Festive gala for friends kicks off Rose celebration

Brandeis welcomes trustees, donors and friends to renovated museum

Photos/Mike Lovett

Adam Weinberg '77, left, talked and joked with pop artist James Rosenquist about his inspirations and motivation.

From left, President Fred Lawrence with Dr. Kathy Lawrence, artist James Rosenquist and donors Sandra and Gerald Fineberg, in front of Rosenquist's "Two 1959 People."

“Welcome to the beginning of the second 50 years of the Rose Art Museum,” President Fred Lawrence said, greeting nearly 200 guests at a festive gala at the Brandeis museum Wednesday night.
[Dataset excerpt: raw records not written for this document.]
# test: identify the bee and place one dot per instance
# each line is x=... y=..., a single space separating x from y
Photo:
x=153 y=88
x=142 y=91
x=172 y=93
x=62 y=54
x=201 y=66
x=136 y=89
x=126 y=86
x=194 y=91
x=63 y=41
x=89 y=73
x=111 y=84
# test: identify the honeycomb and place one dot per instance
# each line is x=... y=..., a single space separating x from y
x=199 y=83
The event celebrated the reopening of the museum for its 50th anniversary following a $1.7 million renovation. Thanking the boards of trustees and overseers and donors Gerald and Sandra Fineberg and Lois Foster, he joked that while the footprint of the museum was unchanged by the renovation, it feels larger.

Renovations sometimes give the impression that buildings “hold more than they used to hold and hold more promise than they used to hold,” Lawrence said. “It should be a museum that’s worthy of its collection, and now it is a museum that’s worthy of its collection.”
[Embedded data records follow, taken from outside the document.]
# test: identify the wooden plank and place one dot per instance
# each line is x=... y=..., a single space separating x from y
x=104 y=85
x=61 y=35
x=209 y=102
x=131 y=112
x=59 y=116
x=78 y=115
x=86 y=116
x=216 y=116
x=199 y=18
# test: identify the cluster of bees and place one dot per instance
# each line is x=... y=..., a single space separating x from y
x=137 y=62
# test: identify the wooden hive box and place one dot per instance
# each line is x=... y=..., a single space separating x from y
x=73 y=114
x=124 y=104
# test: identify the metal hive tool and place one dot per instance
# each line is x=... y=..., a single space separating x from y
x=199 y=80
Guests meandered through the improved building, taking in the debut of three new exhibits – “Art at Origin: The Early ‘60s,” “Collecting Stories” and “Bruce Conner: EVE-RAY-FOREVER (1965/2006)” – before sitting down for dinner and an interview by Whitney Museum of American Art Director Adam Weinberg ’77 of pop artist James Rosenquist, whose painting “Two 1959 People” is among those on display.

Rosenquist, 77, grew up in Minnesota, where he won a scholarship to the Minneapolis School of Art and later studied painting at the University of Minnesota and the Art Students League in New York. He then spent several years painting billboards for a living. In addition to painting, he’s produced prints, drawings and collages throughout his career.

After receiving a bachelor’s degree at Brandeis, Weinberg earned a master’s degree from the Visual Studies Workshop at the State University of New York at Buffalo. Prior to becoming director of the Whitney, he spent several years as director of the Addison Gallery of American Art at Phillips Academy, Andover. Throughout the 1980s, Weinberg worked at Walker Art Center in Minneapolis. 


Before launching into his on-stage interview with James Rosenquist, Weinberg shared his passion for the museum, which he said was central to his Brandeis experience. The museum was meant to “complement and never could be replaced by classroom teaching.”

Instead of answering the first question posed to him, Rosenquist also shared his enthusiasm for the museum.

“I congratulate the Rose on its great comeback,” Rosenquist said, adding that public museums help impart humanism to the community, and especially, to children. “I come back here, and I’m overwhelmed by the beauty of the new space. It’s wonderful that it now exists bigger and better than ever before.”

The interview was informal and entertaining, covering a wide range of topics and memories, eliciting lots of laughter from the guests, who included trustees, donors and other friends of the museum.

Rosenquist told stories about his sources of inspiration, which range from the concept of time to Einstein’s theories to the advent of taxes, to name a few.

Weinberg inquired about his collage work.

“I put together things I don’t understand,” he said, as he and the audience viewed slides of his work that were projected on two screens inside a large tent erected on the lawn in front of the museum for the gala.

“I’m the straight man this evening,” Weinberg noted, joking that Rosenquist’s responses to his questions were a form of verbal collage, as the artist bolted from idea to idea, spinning yarns about the Beat Generation, of which he was part, replete with impressions of fellow artists.

“Every painting has an idea that I can say what it’s about whether you get it or not,” he said.

Weinberg concluded the interview with a quote by Rosenquist: “People ask me why I paint. I don’t know why except that when I don’t paint I get cranky. Maybe I paint to prove to myself that I had an idea.”

A public opening of the Rose will be held tonight from 5 to 8 p.m.